I absolutely enjoyed reading your blog post on this. Great refresher! Your writing style is easy to follow while at the same time, entertaining.
This was a good SMX session, although a bit short on details. Specifically, how do you actually use Freebase, (with no intent of gaming the system), was not really answered.

Chelsea, just a recommendation. You may want to use CAPTCHA to block the bots from polluting the blog comments section, so Mangalore and others of his ilk can go hide under their rocks.

Chelsea Adams

Hi, Amit!

First — thank you for reading the post, and double thank you for actually liking it. (It’s great when that happens!) I appreciate your feedback on the writing, and I am glad the recap resonated with you.

Second — I totally agree about the Freebase portion of the session! I felt like we were given an introduction to Freebase as an awesome tool that can do something….. and, unfortunately, as you mentioned that something wasn’t really clearly, tactically laid out for us. Hoping to fill in some of the blanks for myself with help from my friend Google, and keeping my fingers crossed for better coverage of the topic (should it not be rendered obsolete in 363 days) at next year’s SMX.

Third — aha! Yes! Manglore. My archnemesis. The Manglore bot always says such nice things it’s hard to reject such a robot gentleman… but, I 100% agree. He needs to be stopped (and replaced with nice humans, like yourself, saying pleasant things in the comments). Thank you for bubbling Manglore back up to the surface.

Katrin

Great post! Do you have additional information on Velocity, which you listed under vectors of big data?

Thank you.

Chelsea Adams

Hi, Katrin!

I’ve reached out to the presenter (David Amerland) to see if he can offer us a more tangible idea of how velocity can be inspired/monitored/etc. within the context of big data. I’ll keep you updated if/when I hear back from him.

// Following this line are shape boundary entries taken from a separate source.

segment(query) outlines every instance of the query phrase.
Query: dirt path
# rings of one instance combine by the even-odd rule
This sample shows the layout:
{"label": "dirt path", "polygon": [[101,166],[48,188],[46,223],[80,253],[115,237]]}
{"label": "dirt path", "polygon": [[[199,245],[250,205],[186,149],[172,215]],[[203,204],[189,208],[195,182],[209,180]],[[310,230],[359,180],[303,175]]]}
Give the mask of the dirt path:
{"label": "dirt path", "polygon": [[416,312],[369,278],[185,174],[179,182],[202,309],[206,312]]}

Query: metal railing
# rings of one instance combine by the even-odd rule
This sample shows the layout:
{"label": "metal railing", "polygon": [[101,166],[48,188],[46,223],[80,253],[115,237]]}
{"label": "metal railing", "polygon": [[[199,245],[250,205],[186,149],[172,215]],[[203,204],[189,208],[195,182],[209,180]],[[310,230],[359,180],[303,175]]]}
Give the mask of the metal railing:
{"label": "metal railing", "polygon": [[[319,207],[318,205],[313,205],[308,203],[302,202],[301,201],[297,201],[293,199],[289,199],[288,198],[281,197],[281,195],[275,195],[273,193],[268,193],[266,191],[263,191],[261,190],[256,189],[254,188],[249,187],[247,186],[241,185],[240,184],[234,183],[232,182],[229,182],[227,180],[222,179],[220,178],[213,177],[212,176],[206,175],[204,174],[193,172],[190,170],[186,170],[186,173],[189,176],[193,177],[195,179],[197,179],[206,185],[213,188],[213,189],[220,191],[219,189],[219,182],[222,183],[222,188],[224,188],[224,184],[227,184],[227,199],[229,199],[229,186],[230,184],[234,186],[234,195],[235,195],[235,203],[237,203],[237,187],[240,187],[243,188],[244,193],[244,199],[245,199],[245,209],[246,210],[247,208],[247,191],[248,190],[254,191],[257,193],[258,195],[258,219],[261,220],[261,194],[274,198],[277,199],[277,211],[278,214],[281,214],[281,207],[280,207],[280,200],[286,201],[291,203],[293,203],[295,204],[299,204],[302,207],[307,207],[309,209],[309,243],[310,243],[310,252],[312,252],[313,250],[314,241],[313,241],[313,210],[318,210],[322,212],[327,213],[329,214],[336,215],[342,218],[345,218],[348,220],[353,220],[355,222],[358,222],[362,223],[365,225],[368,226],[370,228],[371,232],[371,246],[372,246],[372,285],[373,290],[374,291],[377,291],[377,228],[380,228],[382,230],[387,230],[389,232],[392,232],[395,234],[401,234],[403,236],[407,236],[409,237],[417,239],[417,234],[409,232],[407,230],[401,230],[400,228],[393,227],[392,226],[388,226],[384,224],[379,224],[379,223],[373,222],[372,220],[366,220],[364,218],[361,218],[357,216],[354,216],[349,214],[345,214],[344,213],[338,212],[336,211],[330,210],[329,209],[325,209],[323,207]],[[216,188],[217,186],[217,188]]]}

On a side note: I’d like to take this moment to mention how awesome @DavidAmerland is. I think his presentation in this session was my favorite presentation out of the 30+ I attended and liveblogged at #SMX East 2013. He’s very smart, very approachable, and not pretentious at all. I am a fan. If you’re into big data + entity search, he’d be a good person to follow on Twitter.

Chelsea Adams

Ok — got an answer from David Amerland, Katrin.

Regarding Velocity as a vector of big data I asked David:
“Can you make this idea of big data velocity more tangible? How do we encourage/monitor/etc. velocity with data?”

And he said:
“from sharing across networks, to reblogs and links. A fast developing story has momentum.”

Makes sense to me.

Does that help?

Thank you Chelsea for the wonderful post…

Chelsea Adams

Mangalore — I gotta know. Are you a real person? If you are a human and not a robot, please write back.